The 1916 Proclamation is our charter of liberty. Yet there was a disconnection between its noble aspirations and the realities of life in the new State, as the latest sordid chapter to emerge from our past, regarding mother and baby homes, reminds us. Fratricidal strife severed the link.
Instead of using the Treaty as a stepping-stone to the republic, as Michael Collins argued, we descended into civil war. With the poet's capacity to distil truth from fact, Yeats wrote in Meditations in Time of Civil War: "We had fed the heart on fantasies,/ The heart's grown brutal from the fare;/ More substance in our enmities/ Than in our love . . ."

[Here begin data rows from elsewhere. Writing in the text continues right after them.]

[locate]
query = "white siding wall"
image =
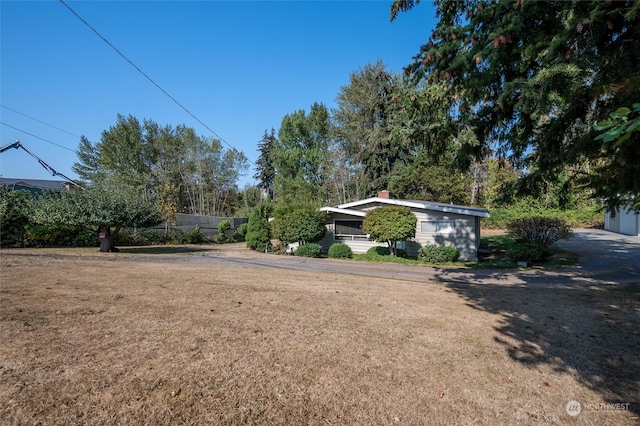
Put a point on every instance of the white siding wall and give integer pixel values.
(464, 236)
(623, 222)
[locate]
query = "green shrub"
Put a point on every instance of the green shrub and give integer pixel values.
(340, 251)
(128, 237)
(242, 229)
(527, 252)
(278, 247)
(85, 238)
(15, 208)
(258, 229)
(58, 236)
(223, 226)
(298, 224)
(309, 250)
(539, 230)
(379, 250)
(390, 224)
(433, 253)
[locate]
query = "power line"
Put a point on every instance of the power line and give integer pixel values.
(40, 121)
(149, 78)
(37, 137)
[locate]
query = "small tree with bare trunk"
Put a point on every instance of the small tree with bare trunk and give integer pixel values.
(104, 210)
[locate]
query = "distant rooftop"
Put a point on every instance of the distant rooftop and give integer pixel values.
(35, 184)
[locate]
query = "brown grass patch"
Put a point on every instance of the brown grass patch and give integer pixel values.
(129, 338)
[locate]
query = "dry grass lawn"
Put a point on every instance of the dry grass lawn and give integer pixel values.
(167, 339)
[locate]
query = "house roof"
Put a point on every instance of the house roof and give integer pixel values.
(359, 213)
(352, 208)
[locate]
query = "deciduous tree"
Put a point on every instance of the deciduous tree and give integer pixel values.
(103, 209)
(390, 225)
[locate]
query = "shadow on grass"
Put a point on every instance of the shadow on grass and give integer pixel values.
(590, 331)
(163, 249)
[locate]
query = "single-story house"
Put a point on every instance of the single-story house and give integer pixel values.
(623, 221)
(437, 223)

The conflict became particularly ruthless after Collins was shot. Atrocities were committed on both sides. Society was stained with violence and remained bitterly divided long after hostilities ended in 1923. We achieved statehood but failed to create a new society. It was not the state envisaged by those leaders – now dead – who had vowed to “cherish all the children of the nation equally”. The carnival of reaction predicted by Connolly irrupted, with institutionalised discrimination in the North and unbridled clerical power in the South.
Revolution
Pearse’s literary executor, Desmond Ryan, wrote: Beneath the debris of the Civil War “the spirit of the Irish revolution was buried. It was the hour of reaction, of the place-hunter, the intriguer, the hopeless, the mediocre, the superstitious . . . . Never had the pride and self-respect of a nation been so deeply wounded.” The historian Alice Stopford Green said after Collins’s death: “Our progress can be no longer along the hills of high adventure, but on the level ground where men less gifted must needs travel.”

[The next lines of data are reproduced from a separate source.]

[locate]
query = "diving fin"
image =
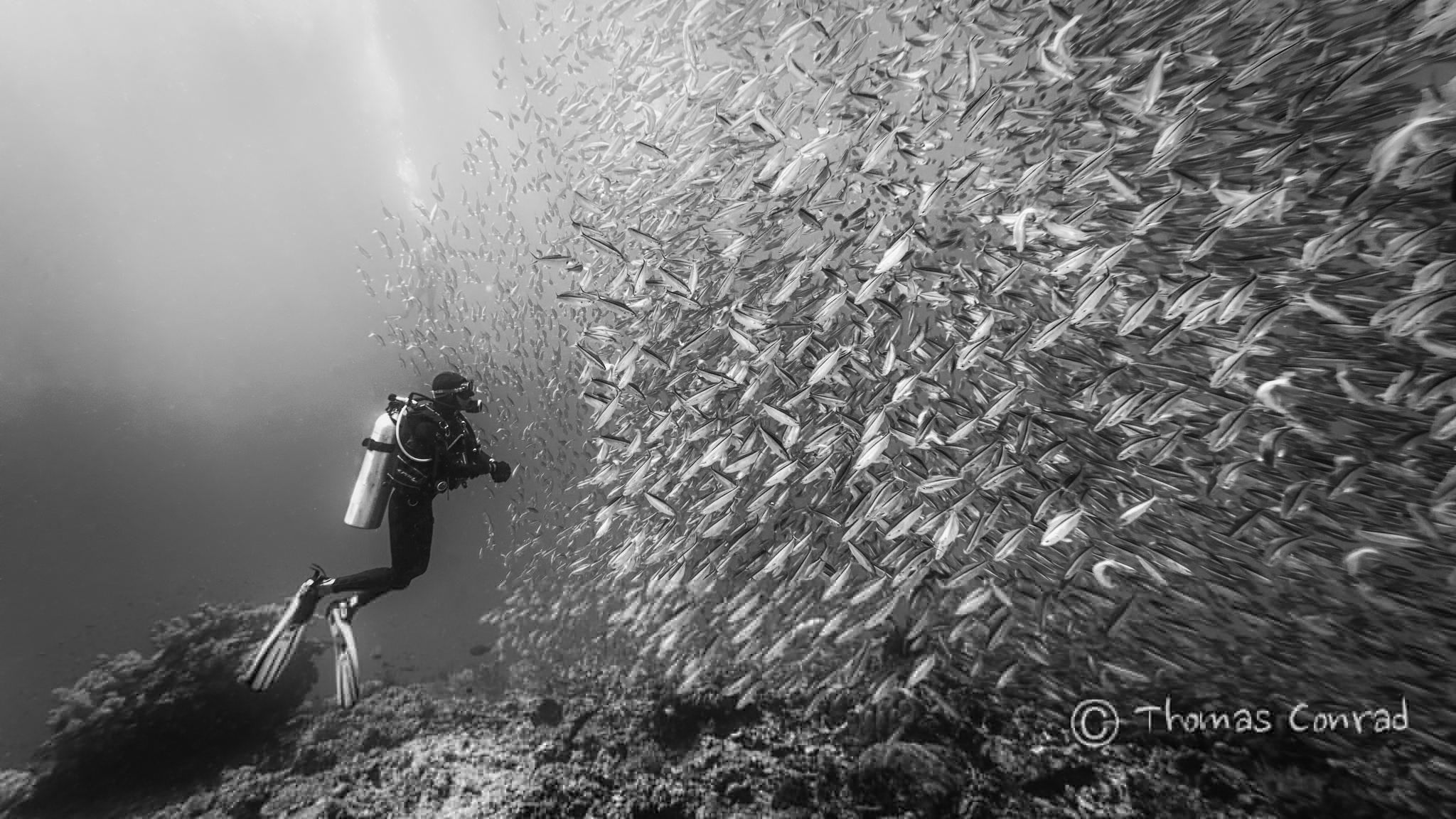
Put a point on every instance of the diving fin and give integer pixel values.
(277, 649)
(346, 652)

The vacuum created by the eclipse of civic republicanism was filled by an authoritarian church. Although a relatively modernised society, Ireland was predominantly agrarian and poor. A destructive civil war left us poorer still. Limited resources were spent on restoring basic infrastructure; the institutional church was left in charge of schools, hospitals and a rudimentary welfare system.
Women were for the most part sidelined in the Free State. It was a religious but unspiritual society, which made a mockery of Christ’s compassion for the marginalised and outcast. Many young people became dedicated missionaries, however, leaving a country that was scared of beauty and truth and had a crippled notion of goodness.
Regarding the revival of Irish, the scholar patriot Edward MacLysaght said the Treaty split “resulted in our throwing away what may prove to have been the last chance” of saving Irish as a vernacular language. “The split blew that spirit to atoms as surely as the explosion at the Four Courts made dust of the archives in the Public Record Office.”
When Fianna Fáil gained power in 1932, Maud Gonne MacBride asked the education minister, Thomas Derrig, to have a copy of the Proclamation hung in every school. He replied that he could not do so as (clerical) “managers might object and it would cost money”.
In 1941 Harry Gleeson was hanged for a crime he did not commit. His counsel, Seán MacBride, said a conspiracy of silence in Tipperary protected the killers of Mary McCarthy, who had given birth to seven children by different fathers. MacBride suggested she was the “victim of a perverted sense of morality bred by a civilisation which, nominally based on Christianity”, lacked most of its essentials.
Intimidation
On the night of June 17th, 1922, as the country lurched towards civil war, five armed and masked men entered the home of a herdsman in north Clare. The moonlighters’ purpose was intimidation but in the melee they shot dead Margaret Kilmartin, a mother of nine children. Her husband, Stephen, was a member of Sinn Féin and most likely involved in the Carron Herdsmen’s Union, which challenged the authority of landowners. Four years later four “respectable men of the farming class” were charged with her murder. A search in the National Archives and among the files of the local press proved inconclusive. Apparently the case was dropped. Eventually, the last member of Mrs Kilmartin’s family provided the missing information (when I interviewed her shortly before her death). “It was the priests got them off,” she revealed. This scandalous abuse of clerical power is a paradigm on post-Civil War Ireland.
The mother and baby homes were symptoms of a traumatised society.